Cualquiera que haya estado en un casino de Las Vegas o Reno (Nevada) descubre el “truco” de las casas de juego. El alojamiento es muy barato; no existe iluminación diurna para simular que el tiempo está detenido (tampoco hay relojes a la vista); la luz es artificial; los fondos oscuros y el alcohol resulta casi regalado. Marcharse de Las Vegas no es fácil. Otras opciones dependen de cada establecimiento. Los móviles inteligentes guardan muchas semejanzas. Son baratos (a menos que se opte por marcas de lujo), accesibles, ofrecen juegos remunerados y el tiempo está guardado en una pequeña caja rectangular. Todo bajo scrolls (pasos de pantalla) interminables.

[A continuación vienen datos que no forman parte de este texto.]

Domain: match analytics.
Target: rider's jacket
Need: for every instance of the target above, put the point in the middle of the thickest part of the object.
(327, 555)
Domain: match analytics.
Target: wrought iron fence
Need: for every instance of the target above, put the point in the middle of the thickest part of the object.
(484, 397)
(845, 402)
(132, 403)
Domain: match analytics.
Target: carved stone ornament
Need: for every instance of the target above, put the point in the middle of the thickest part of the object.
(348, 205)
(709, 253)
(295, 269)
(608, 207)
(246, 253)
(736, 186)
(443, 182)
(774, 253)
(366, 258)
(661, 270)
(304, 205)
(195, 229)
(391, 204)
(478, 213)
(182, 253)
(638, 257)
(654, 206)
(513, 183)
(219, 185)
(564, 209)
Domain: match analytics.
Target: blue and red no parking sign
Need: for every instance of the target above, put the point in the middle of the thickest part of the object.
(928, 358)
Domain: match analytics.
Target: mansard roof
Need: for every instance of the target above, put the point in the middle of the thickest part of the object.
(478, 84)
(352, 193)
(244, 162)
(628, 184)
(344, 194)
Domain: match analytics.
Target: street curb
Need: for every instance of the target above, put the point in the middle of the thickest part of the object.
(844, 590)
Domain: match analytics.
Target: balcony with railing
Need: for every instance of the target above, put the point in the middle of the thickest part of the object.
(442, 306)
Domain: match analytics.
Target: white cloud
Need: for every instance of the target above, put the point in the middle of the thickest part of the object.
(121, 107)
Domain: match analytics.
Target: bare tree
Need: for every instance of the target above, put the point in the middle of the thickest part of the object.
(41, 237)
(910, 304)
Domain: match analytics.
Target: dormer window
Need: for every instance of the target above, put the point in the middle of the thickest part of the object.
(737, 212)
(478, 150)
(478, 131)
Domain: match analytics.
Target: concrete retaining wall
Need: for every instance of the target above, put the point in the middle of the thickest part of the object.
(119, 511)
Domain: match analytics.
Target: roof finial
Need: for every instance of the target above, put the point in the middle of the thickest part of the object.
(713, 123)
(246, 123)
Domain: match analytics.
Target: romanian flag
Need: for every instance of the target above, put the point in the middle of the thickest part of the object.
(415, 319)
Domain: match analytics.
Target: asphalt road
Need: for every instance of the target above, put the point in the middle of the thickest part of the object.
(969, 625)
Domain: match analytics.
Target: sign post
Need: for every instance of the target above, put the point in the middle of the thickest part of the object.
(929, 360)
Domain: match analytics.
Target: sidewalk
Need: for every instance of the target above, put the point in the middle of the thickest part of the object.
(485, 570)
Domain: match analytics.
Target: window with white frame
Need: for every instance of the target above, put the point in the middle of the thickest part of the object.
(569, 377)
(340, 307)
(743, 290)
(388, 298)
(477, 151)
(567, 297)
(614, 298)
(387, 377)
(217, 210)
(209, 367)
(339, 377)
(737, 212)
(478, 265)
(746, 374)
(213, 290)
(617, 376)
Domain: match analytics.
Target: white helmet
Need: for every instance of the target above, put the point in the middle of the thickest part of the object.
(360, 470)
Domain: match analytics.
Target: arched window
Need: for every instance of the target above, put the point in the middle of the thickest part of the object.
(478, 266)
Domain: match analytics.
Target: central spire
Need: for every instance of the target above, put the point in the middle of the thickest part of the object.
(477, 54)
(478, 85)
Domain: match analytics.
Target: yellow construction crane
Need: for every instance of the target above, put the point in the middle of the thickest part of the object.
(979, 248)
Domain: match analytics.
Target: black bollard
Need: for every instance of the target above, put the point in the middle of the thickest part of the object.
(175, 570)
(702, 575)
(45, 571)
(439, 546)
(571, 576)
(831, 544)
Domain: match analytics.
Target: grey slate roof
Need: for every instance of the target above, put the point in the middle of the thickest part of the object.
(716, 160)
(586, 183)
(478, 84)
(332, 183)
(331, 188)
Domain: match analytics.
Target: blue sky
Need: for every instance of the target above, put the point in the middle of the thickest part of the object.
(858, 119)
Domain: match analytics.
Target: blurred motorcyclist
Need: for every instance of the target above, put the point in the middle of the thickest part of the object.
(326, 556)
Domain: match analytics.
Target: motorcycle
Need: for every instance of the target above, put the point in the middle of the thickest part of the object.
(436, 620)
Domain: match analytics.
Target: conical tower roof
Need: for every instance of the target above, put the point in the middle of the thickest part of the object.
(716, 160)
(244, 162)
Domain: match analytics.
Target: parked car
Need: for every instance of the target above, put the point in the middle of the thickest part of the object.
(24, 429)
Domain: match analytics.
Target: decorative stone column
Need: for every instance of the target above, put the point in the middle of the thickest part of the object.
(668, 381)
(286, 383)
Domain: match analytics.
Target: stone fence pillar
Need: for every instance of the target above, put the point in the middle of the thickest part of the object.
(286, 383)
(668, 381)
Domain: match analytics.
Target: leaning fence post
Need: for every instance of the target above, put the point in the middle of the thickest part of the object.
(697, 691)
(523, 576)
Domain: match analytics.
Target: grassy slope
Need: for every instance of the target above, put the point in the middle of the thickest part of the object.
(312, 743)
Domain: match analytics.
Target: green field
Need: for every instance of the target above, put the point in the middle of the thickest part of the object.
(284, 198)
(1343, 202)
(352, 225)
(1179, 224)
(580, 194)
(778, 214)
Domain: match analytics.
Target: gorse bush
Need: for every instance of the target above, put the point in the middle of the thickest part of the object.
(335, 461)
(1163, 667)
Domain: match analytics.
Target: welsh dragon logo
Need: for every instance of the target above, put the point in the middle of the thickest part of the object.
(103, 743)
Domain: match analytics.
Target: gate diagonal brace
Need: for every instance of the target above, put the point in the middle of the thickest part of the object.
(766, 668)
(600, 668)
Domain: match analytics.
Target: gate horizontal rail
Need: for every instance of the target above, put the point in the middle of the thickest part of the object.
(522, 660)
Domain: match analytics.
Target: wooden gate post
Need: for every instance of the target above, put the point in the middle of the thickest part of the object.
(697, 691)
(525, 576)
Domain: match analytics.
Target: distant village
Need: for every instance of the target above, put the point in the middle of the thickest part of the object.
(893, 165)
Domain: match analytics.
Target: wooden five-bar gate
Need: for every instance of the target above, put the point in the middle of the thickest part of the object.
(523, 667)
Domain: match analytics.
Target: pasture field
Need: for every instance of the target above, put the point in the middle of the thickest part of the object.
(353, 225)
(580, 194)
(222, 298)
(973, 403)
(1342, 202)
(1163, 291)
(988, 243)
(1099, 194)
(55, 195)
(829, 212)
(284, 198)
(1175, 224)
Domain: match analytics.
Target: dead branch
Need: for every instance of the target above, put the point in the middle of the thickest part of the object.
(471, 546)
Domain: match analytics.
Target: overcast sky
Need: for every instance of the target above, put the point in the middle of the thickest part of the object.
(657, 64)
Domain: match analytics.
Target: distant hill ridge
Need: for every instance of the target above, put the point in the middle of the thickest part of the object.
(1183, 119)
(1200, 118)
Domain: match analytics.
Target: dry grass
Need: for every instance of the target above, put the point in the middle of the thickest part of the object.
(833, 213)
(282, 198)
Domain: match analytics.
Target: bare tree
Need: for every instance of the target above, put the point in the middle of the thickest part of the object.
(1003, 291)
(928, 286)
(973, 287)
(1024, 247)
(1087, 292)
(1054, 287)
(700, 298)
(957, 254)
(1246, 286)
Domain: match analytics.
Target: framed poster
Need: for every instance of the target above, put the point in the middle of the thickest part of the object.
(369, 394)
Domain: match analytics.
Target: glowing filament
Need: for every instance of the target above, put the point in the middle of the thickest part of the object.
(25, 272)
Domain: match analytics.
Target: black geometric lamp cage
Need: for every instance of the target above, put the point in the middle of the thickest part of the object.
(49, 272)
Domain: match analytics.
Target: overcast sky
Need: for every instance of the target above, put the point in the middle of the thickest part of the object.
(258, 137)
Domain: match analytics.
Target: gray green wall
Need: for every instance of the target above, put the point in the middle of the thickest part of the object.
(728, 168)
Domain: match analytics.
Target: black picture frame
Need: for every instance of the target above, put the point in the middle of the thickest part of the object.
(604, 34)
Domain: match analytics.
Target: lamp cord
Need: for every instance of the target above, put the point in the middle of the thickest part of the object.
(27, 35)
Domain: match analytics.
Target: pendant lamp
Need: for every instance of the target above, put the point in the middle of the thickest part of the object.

España prohibirá los smartphones a los menores de 16 años en una reflexión similar a Francia o Gran Bretaña. ¿Funcionará? Toda norma genera dudas. Tampoco se puede fumar ni beber antes de los 18 años. Pero hay que hacer frente a unos dispositivos pensados para generar ingresos pese los riesgos y los engaños. Una gran falsedad es la existencia de nativos digitales. “Los niños no han creado esos entornos peligrosos: han sido los adultos, dirigidos por inmensas compañías que esperan lucrarse; ellos son los responsables”, reflexiona Luisa Alli, directora general de la Fundación Hermes, quien trabaja en un Observatorio de Derechos Digitales desde hace tiempo. Por abreviar, se llama Derechos al futuro. Unas 140 entidades públicas y privadas y 360 expertos para ser los agrimensores de esta norma. Pide una pausa. Mirar hacia atrás. Ver adónde vamos. “Tenemos que frenar y volver el mundo digital más útil para el menor”. Porque hay brechas. “El espacio digital tiene otros lenguajes que las personas y las organizaciones deben conocer. Uno es la privacidad. Varía cuando se aplica la escala digital”, cuenta.